I try and give a source for the different extracts, and will probably update it if new explanations arrive.


General 

From The 50K report

For techies out there who geek out on methodology, the spider works like this: It crawls through all the categories, sub-categories, and sub-sub-categories listed on Amazon, starting from the very top and working its way down. It scans each product page and parses the text straight from the source html. Along with title, author, price, star-rating, and publisher information, the spider also grabs the book’s overall Amazon Kindle store sales ranking. This overall sales ranking is then used to slot each title into a single master list. Duplicate entries, from books appearing on multiple bestseller lists, get discarded.
Our spider is looking at a snapshot of sales rankings for one particular day. Extrapolation is only useful for determining relative market share and theoretical earnings potential. Our conclusions assume that the proportion of self-published to traditionally published titles doesn’t change dramatically from day to day, and the similarity of datasets lends that assumption some support.
The preponderance of nonfiction in the february and later sample does not reflect market share. Rather, it reflects the many hundreds of detailed Amazon sub-sub-sub-category bestseller lists for non-fiction (Health, Fitness & Dieting > Alternative Medicine > Holistic, for example), that make lower-selling nonfiction more visible to the spider than equally low-selling fiction.
A few things make doing so a little challenging: the once-per-quarter frequency of our data capture and the high turnover of the bestseller lists and sublists.
(In our October report, we found that almost 80,000 of the 120,000 July bestsellers had since fallen off the lists to be replaced by 80,000 others.)
We are getting a very comprehensive look at Amazon sales every time, though — the data “holes” are mostly down where titles are selling fewer than a handful of copies each. With each dataset, we’re capturing:
– practically all of the top several hundred ranks
– 95% of the top 1,000
– 80% of the top 5,000
– 68% of the top 10,000
– 52% of the top 25,000
– 42% of the top 50,000
– 33% of the top 100,000
– 11% of the top 1,000,000
– some additional ones ranked in the 2,000,000-3,000,000 range (mostly from really specific nonfiction bestseller lists like “Renaissance Painter Biographies” or whatever.)
Ideally, I’d like to grab all 3 million-ish every single day instead… :)
But the comprehensiveness of our snapshots comes at a nontrivial technical cost. For the technically curious out there, the data collection for this last report used 40 enterprise-grade servers (with 8 high-speed CPUs each) to crawl Amazon’s best seller lists and product pages, sucking almost 600 Gigabytes of HTML webpages across the Internet and ripping their HTML apart to extract the information we need and store it into a MySQL database. Each run takes a few hours, after which we shut the servers down before they burn a hole in our bank accounts.
Each report is thus a deep cross-sectional study of Amazon’s sales that day, but each is a single snapshot taken on a particular day. Their compositional consistency from quarter to quarter strongly suggests that we wouldn’t find much variation on the days in between, either. But perhaps we’ll try a longitudinal study in parallel at some point (or even better, someone else will) using a smaller set of titles.

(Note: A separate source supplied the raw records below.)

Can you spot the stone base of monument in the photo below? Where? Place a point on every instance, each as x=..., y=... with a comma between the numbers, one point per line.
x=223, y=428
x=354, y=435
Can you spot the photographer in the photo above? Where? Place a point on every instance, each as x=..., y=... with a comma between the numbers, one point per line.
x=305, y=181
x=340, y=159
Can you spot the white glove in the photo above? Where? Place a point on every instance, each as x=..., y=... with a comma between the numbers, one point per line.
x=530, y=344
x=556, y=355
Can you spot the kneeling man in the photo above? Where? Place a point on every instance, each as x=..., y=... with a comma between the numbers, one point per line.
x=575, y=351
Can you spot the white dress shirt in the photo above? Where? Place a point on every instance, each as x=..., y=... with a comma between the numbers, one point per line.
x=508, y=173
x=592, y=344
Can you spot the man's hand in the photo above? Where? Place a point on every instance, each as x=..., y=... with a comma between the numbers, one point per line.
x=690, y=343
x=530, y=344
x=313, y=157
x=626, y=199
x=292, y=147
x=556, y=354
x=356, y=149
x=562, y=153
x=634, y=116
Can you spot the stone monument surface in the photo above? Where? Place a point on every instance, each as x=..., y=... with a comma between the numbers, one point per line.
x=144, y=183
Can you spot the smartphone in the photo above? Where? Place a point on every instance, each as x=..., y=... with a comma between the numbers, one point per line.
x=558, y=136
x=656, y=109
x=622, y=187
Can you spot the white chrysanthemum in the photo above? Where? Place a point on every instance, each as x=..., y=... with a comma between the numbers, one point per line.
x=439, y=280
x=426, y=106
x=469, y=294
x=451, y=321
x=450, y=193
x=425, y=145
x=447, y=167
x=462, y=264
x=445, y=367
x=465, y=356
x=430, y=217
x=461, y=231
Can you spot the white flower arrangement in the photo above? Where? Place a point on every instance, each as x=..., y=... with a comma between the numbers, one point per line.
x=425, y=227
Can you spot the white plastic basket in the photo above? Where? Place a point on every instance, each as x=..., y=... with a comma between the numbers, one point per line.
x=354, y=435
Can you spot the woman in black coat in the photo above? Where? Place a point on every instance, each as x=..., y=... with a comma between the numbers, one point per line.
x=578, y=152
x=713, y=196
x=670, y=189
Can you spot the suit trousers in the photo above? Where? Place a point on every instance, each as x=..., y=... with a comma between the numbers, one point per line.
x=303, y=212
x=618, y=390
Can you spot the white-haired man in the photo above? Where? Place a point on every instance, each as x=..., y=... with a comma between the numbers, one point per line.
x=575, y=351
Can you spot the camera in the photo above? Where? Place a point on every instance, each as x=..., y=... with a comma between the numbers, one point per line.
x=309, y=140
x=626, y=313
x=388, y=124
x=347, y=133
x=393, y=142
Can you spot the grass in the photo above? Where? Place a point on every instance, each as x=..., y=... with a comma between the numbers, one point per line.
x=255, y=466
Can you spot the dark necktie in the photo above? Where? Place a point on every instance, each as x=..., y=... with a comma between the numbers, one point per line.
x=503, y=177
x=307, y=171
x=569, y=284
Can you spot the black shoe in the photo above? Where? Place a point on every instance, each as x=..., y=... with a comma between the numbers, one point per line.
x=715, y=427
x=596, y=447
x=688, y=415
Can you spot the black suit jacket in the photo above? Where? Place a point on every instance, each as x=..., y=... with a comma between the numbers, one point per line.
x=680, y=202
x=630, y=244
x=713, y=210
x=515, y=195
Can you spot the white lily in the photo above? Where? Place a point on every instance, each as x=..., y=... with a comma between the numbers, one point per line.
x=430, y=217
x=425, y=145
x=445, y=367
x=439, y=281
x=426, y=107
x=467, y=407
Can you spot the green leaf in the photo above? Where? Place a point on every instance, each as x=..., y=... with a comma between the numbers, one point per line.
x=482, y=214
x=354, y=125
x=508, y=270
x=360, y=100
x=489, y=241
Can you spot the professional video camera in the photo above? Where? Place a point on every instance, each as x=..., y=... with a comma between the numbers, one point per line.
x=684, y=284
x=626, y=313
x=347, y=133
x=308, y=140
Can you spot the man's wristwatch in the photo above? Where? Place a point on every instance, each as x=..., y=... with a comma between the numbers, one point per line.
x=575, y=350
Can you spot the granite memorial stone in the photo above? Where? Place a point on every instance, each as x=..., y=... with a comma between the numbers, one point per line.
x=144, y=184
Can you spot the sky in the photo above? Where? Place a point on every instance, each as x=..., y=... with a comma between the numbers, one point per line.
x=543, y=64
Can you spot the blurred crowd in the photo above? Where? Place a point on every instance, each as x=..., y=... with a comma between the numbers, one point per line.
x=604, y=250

http://authorearnings.com/report/may-2015-author-earnings-report/#comment-295886

For the May 2015 data set (which lists 200K ebooks), I launched the spider simultaneously on 120 servers, each with 8 CPUs and 16 GB of RAM. This Author Earnings data run took roughly an hour and a half, while running over a thousand separate webcrawler threads on those 120 servers. During that time, it read and extracted data from nearly a million Amazon.com product pages — print and audio books as well as ebooks — over a terabyte of data in all.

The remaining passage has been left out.